Christmas shoppers helped produce a record amount of monthly sales tax collections in Oklahoma and make up for lower gross production taxes on oil and natural gas, state finance officials said Tuesday.
Sales tax receipts for December amounted to $172 million, state Finance Secretary Preston Doerflinger said. The previous monthly high was $165.4 million, in June.
The December sales tax collections were $18.6 million, or 12.1 percent, more than the same month a year ago.
Through December, monthly sales tax increases over the previous year have averaged nearly 9 percent, Doerflinger said.
Total collections for the general revenue fund, the state's main operating fund, in December were $528.9 million, a decrease from a year ago of $13.5 million, or 2.5 percent. Receipts for the month exceeded the estimate by $14.4 million, or 2.8 percent.
The general revenue fund is made up of about 70 revenue sources and is where all revenue from state taxes and fees goes, except for funds earmarked or dedicated to specific programs.
Total general revenue fund collections for the first half of fiscal year 2013, or through Dec. 31, are $2.7 billion, which is $43.9 million, or 1.6 percent, less than total collections for the same period a year ago.
But the amount is $47.5 million, or 1.8 percent, higher than the estimate that this year's budget is based on.
Gross production tax collections on oil and natural gas fell $46.4 million, or 84.8 percent, in December compared with the same month the previous year.
For the six-month period, gross production tax collections on oil and gas are down almost $231 million.
The first $150 million in oil revenue each fiscal year is dedicated to three separate education funds; collections last year hit that benchmark in October, two months earlier than expected.
Because of increased drilling and relatively high oil prices last year, the gross production tax on oil came in significantly above estimates.
The threshold for this fiscal year was reached in December.
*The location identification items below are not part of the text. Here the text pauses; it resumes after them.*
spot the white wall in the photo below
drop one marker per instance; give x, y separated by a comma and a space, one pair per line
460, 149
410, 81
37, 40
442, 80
The general revenue fund received about $5.4 million in oil gross production taxes last month.
“We expect energy collections to pick up in the months ahead, especially from oil,” he said.
Doerflinger, who also is director of the state Office of Management and Enterprise Services, said he's concerned the threat of economic trouble nationally, which could have an adverse effect on Oklahoma, remains.
While Congress and President Barack Obama reached a deal earlier this month to avoid the “fiscal cliff,” which prevented state and federal tax increases this year for the majority of Oklahomans, they refused “to make the hard choices on runaway spending,” Doerflinger said.
Until spending cuts are addressed, there will always be a risk of another recession, he said.
“I worry that their dillydallying eventually will take its toll on the psyche of businesses and individuals who want to invest in our economy to keep our state and country moving forward,” he said.
If a new deal isn't reached in March, the “fiscal cliff,” or sequestration, could result in Oklahoma losing $137 million in direct federal funding as a result of automatic, governmentwide spending cuts.
Estimates are that Oklahoma, which has five military installations, could lose up to 20,000 jobs, which would include 8,000 military and aerospace-related positions.
“Decisions still pending in D.C. also could harm our important defense and aerospace industries, as well as complicate the state budget process,” Doerflinger said.